As a reader I have long avoided trilogies and series of novels, because I did not want to begin reading a series in the middle, and that is usually when you notice them on the shelves. For the online book shoppers of today I suppose this is not such an issue. So, when I was in a book store well over a decade ago and saw Soldier of Arete by Gene Wolfe, I bought it, even though it was the second in a two-volume series and I had no way of knowing If I could get a copy of the first: Soldier in The Mist. As a reader I trusted Wolfe as an author so implicitly that I grabbed it, knowing it would be worth the read, even if I did not have the background. Wolfe seamlessly let the reader in on the substance of the foundation story without somehow giving it away. I was thus able to enjoy this book and look forward to reading the first as more than a back story.

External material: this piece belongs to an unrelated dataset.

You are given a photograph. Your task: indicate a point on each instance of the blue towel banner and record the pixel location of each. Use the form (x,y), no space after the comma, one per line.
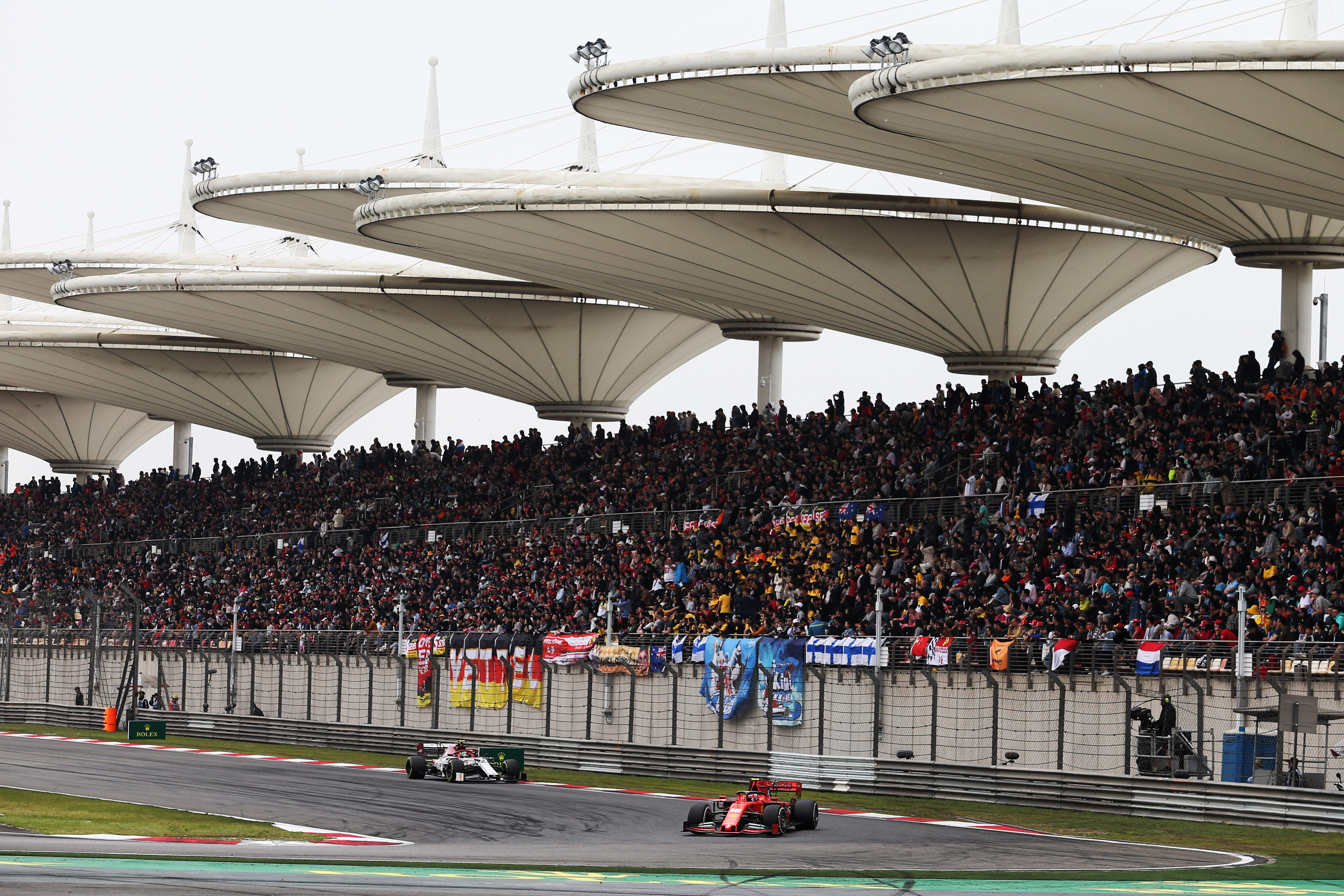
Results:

Years later I found both volumes re-released as Latro in the Mist. It has been years since I read his science fiction: The Book of the New Sun; The Book of the Long Sun; and The Book of the Short Sun—12 novels in all, so I am unable to review them, only recommend them. Latro in the Mist, however, I reread recently, and offer the following impression.
Latro in the Mist
Gene Wolfe
Orb, NY, 2003, 639 pages
This is a masterpiece of the imagination, and, a telling look into the ancient mind. The entire story is written in the first person as a journal. This format is so uniquely employed and executed that one loses site of the fact that most good novelists could not pull this off. The narrator and protagonist are one in the same: Latro, a Latin mercenary formerly employed in the army of the King of Kings, Xerxes; the Persian ruler who invaded Hellas in 480 B.C. Latro begins his story by relating that the physician who has treated him has given him this papyrus and stylus in order that he might record his memories of the day before going to sleep, for when he wakes he loses all short-term memory.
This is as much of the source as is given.